La lumière bleue : effets sur l’œil

En 2010, l’Agence nationale de sécurité sanitaire de l’alimentation, de l’environnement et du travail (ANSES) a publié un rapport d’expertise sur les effets sanitaires des systèmes d’éclairage utilisant des LED. Parmi les effets identifiés comme étant préoccupants, figurent un risque de toxicité de la lumière bleue sur l’œil (surtout chez l’enfant), ainsi qu’un risque d’éblouissement. Les LED blanches à forte composante chromatique bleue et à forte luminance (c’est-à-dire à forte sensation visuelle de luminosité) sont ainsi directement incriminées. Les médias ont relayé ce rapport sans en avoir complètement analysé les 310 pages et certaines interprétations ont largement contribué à alimenter les légendes urbaines. En 2019, l’ANSES publie une nouvelle expertise qui confirme ce risque de phototoxicité lié aux émissions de lumière bleue tout en précisant que les données disponibles ne permettent pas de déterminer avec précision l’importance du risque de pathologie oculaire.

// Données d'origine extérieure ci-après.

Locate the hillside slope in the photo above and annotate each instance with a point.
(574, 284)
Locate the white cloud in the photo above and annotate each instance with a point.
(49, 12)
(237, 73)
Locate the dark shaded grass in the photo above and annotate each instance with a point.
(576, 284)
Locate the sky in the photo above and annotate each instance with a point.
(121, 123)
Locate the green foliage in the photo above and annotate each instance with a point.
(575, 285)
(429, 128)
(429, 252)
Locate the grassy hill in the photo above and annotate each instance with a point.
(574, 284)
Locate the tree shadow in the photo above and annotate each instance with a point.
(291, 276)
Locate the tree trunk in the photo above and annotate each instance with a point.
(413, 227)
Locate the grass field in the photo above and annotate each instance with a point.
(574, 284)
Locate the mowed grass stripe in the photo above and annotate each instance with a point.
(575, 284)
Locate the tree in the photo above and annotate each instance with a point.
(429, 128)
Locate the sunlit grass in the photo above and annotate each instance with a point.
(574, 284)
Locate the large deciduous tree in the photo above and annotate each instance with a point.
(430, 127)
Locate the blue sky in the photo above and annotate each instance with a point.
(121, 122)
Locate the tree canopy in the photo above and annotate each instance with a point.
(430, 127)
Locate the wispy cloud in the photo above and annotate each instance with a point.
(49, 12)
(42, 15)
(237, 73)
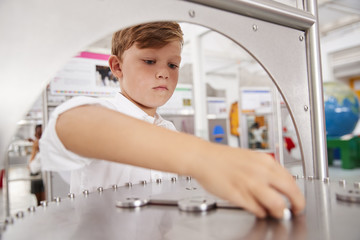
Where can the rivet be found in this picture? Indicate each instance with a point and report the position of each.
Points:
(255, 27)
(342, 182)
(191, 13)
(19, 214)
(71, 195)
(9, 220)
(44, 203)
(32, 209)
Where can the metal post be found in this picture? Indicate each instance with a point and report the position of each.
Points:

Ce nouveau rapport souligne toutefois que les sources d’éclairage domestique à LED de type « blanc chaud » présentent un faible risque de phototoxicité et ne se distinguent pas en cela des sources d’éclairages « traditionnelles ». D’autre part, cette étude met en évidence la perturbation des rythmes biologiques (rythme circadien) par une exposition nocturne à une lumière riche en rayonnements bleus.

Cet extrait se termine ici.